Dissertation Data Analysis Chapter:
The methodology chapter of the dissertation must tell the readers about the methods you have used for data analysis. Inform readers about how the primary data will be looking through and analyzed through various experiments and research discussed in this chapter. Data analysis is the process of transforming and re-modeling data with the vision of extracting something useful out of that specific data material. Data analysis is no doubt, the most crucial as well as an important part of any research. The data analysis the main purpose is to summarize collected data. Students are always advised not to delegate their data analysis part or consider very much who will be reading your data while writing this part. While working on the data analysis part of your dissertation check the research models that will guide your research and recognize the main points of research models. Dissertation data analysis always:
- Provides the outline of the study purpose, research methodologies, data description, instruments used and assumptions made.
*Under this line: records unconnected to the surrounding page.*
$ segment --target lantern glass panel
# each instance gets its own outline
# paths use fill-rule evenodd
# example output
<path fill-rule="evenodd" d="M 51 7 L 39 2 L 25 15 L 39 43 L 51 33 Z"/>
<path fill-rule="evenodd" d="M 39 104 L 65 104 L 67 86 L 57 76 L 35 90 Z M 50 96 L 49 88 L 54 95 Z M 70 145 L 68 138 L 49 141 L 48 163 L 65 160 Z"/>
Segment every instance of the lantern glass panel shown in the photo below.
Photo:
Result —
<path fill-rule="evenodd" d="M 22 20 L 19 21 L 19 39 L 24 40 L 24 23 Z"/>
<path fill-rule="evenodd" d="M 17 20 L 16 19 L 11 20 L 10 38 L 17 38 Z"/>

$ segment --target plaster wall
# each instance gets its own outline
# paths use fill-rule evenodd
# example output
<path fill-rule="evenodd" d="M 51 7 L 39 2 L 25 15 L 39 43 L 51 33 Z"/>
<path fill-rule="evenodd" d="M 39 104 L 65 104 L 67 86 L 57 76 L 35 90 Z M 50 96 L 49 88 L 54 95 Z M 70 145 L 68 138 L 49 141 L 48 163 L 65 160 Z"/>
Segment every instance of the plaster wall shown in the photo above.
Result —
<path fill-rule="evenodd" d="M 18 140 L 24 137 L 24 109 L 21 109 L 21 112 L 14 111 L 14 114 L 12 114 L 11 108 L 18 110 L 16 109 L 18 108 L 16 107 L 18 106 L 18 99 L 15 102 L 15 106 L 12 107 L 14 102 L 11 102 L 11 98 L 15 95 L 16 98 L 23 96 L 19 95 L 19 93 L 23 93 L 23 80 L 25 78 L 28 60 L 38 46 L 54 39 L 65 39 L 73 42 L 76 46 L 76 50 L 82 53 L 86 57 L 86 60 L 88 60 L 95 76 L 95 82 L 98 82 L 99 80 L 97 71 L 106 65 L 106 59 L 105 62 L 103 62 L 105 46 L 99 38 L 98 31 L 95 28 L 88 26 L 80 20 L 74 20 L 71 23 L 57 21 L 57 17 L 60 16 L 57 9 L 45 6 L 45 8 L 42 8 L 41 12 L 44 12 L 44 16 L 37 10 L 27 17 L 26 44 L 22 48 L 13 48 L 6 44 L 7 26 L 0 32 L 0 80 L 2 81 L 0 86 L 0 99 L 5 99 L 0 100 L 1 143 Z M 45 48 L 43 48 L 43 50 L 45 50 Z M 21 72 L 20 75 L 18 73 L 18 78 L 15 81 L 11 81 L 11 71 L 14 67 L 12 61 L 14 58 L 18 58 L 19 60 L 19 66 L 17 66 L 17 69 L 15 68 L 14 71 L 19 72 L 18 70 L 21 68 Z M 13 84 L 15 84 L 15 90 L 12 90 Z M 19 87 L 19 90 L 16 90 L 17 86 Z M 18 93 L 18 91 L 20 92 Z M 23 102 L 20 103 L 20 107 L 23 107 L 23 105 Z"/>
- Provides the readers with the research questions and major predictions/hypothesis.
- Has data collection through statistical, mathematical and qualitative data analysis.
- Mentions the concluding statement of each question.
- Provide the summary of chapter review.
- Always have an introduction to introduce this chapter of the dissertation.
- Always have links and references to literature reviews.
- Always provide the reader's definitions of complex terminologies used in the analysis.
- The writer includes his own judgment and point of views about results.
- Follows a definite structure.
- Always linked with the good conclusion.
Importance of Data Presentation:
Data can be presented in various forms depending on what type of data is collected. Data can be presented in various forms including:
- Graphical Displays:
Graphical displays are very interesting and affecting ways presenting any data. It makes the reader understand the data more.
Line chart – used while analyzing the trend of data.
Bar graphs – used while comparing the figures of two or more data present.
Pie chart – used for presenting the qualities of the entire data.
- Textual and Images:
This type of data presentation is in the form of texts and paragraphs. It is helpful while presenting key findings in research. Images are also used as charts or others to present data.
Showing the relations between data using tables. This is the most reliable form of data presentation. Than scorecards, scatter charts, area charts, bullet charts are, combo charts, bar charts are also other ways of representing data.
Importance of Presenting Data through Various Means:
- Makes the reader understand data more easily.
- Helps the writer explain data more carefully.
- There are fewer chances of errors while data is presented through charts and bars instead of writings.
- Finding the results are much easier when every data is written individually.
Data Analysis Methods:
There are two types of data analysis; qualitative data analysis and quantitative data analysis. Both of these types are different. The qualitative data analysis used research, experiments and others etc in its methods. In qualitative, critical analyses of data takes place to achieve research goals. The quantitative data analyses along with critical analyses involve figure and numbers for the reasons behind the main findings. For both of the types, a literature review is important.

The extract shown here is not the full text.